İkinci 'Kaç ismail’ vakasına şahit olan polis konuştu
Zaman'ın haberine göre, serbest bırakılan polis memurlarından Melik Arlı şöyle konuştu: İkinci Kaç İsmail Kaç vakasıyla ilgili olarak konuşacağım. Devletime, kaçmadan teslim oldum. Boynumuz kıldan ince deyip geldik. Savcımın odasına polisle girdim. İçeride savcımla beraber 3 kişi daha vardı. İki kişi rahat konuşalım diye çıktılar. Biz avukatımızın Başsavcılığına savcının reddiyle ilgili olarak talebi oldu. Savcım ise "Rahat ol, otur" dedi. Akabinde, yanındaki takım elbisesi şahıs, "Görev yaptığın Kahramanmaraş İstihbarat Şubesi'nde hakkında güzel haberler geldi. Senin konuşabileceğimizi, bilgi verebileceğini söylediler. Rahat ol, yoksa bak süreç kötü gidecek, zarar göreceksin." dedi.
Neyle bilgi istediklerini sorduğumda cemaat yapılanması dendi. Savcı ve yanındaki şahıs emniyetin imamını sordu bana.
"Mesela, Ali Fuat Yılmazer'in kendinden düşük rütbeli bir polise ağabey dediğini duydun mu?" dedi. Ben de "Tüm Türkiye'de, astlar üstlerine ağabey der, üstler de altlarına da bey diye hitap eder." dedim.
‘Himmet toplanıyor mu? ‘Gazeteye abone misin?’ diye sordular. Ben şaşırdım. İfade vermek için giden biri, sanki biz senin cemaatten olduğunu biliyoruz, bize her şeyi anlat, gizli tanık ol der gibiler. Ya bize istediğimiz gibi bilgi ver, yoksa seni nezarete attıracağız dendi.”

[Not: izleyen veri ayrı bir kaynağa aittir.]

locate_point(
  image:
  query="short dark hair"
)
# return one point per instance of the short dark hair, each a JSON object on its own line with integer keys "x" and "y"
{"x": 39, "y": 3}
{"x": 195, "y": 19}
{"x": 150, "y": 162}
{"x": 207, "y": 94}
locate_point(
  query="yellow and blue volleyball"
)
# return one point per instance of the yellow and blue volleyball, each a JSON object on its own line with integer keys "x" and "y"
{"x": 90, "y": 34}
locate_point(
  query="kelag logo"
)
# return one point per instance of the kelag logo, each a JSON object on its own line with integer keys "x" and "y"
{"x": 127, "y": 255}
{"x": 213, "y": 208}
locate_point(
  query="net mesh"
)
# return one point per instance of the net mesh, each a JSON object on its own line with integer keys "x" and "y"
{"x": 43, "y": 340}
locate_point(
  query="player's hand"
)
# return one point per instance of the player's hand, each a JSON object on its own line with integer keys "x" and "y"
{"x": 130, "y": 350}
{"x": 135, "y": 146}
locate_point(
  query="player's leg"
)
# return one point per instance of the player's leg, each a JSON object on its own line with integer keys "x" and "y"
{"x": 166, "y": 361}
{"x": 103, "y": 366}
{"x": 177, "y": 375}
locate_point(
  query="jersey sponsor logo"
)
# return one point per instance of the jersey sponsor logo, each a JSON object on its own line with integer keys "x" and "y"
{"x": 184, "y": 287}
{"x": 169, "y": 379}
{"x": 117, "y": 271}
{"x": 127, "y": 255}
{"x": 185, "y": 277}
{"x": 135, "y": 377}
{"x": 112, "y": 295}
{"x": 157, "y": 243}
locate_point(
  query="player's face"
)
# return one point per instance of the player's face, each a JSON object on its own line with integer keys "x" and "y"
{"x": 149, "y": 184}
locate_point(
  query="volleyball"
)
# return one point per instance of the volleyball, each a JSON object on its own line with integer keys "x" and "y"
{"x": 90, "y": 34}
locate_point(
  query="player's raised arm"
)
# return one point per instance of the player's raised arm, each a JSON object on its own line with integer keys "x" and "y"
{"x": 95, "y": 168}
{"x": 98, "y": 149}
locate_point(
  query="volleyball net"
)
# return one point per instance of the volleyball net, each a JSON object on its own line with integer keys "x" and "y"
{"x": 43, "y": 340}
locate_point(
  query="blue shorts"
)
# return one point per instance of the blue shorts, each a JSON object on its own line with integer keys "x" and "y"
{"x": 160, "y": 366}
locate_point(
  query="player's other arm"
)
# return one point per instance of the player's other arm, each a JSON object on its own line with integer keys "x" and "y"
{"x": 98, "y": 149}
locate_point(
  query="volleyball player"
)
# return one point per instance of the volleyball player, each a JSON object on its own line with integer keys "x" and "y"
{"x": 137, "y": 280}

'İstihbarat raporlar ileride sıkıntı oluşturabilir'
Önüme bir şey koydu. ‘Ben avukatıma okutayım, hukuki durumu bilmiyorum’ dedim. O zaman ‘kolundan tutup atın’ dedi.
Beni bulunduğumuz yere geri götürdüler. İsmailler her yerde geziyor. Bu mu adalet? Adalet sadece tabelalarda olmasın. Devlet yatak odalarına girdi istihbarata karşı koyma anlamında ileride sıkıntılar çıkacak.

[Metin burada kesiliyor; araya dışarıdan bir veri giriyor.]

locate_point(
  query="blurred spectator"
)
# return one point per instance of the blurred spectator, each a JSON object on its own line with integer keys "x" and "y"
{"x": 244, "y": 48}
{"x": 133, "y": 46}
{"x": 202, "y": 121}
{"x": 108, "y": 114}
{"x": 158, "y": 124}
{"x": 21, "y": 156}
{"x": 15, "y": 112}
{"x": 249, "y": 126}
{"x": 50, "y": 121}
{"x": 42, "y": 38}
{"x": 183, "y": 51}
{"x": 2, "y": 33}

Bu istihbarat raporları, yasa dışı bir örgütün eline geçtiğinde, istihbarat konusunda sıkıntılar yaşanacak. Görevim olan bir şeyi niye yaptığımızla ilgili sorular vardı. Siz kimsiniz diye de sormak aklıma gelmedi, mülkiye müfettişi olduğunu düşündüm. Sadece tutanak altında aldık.
'Hakkımı helal etmiyorum'
Ergenekon sürecinde bir hafta evime gidemedim. Kolumun üzerinde Emniyet'te yattım. Eşim doğum yaptı, ilk 3 gün izin yaptım, sonraki 2-3 gün göremedim. Devletin bekası için bunları yaptık. Vicdanımız çok rahat, kendimizden eminiz. Eşim 5 buçuk aylık hamile, onun yanında gözaltına aldılar. Eşim düşük riski geçirdi. Bize bunları reva görenlerden hakkımı helal etmiyorum.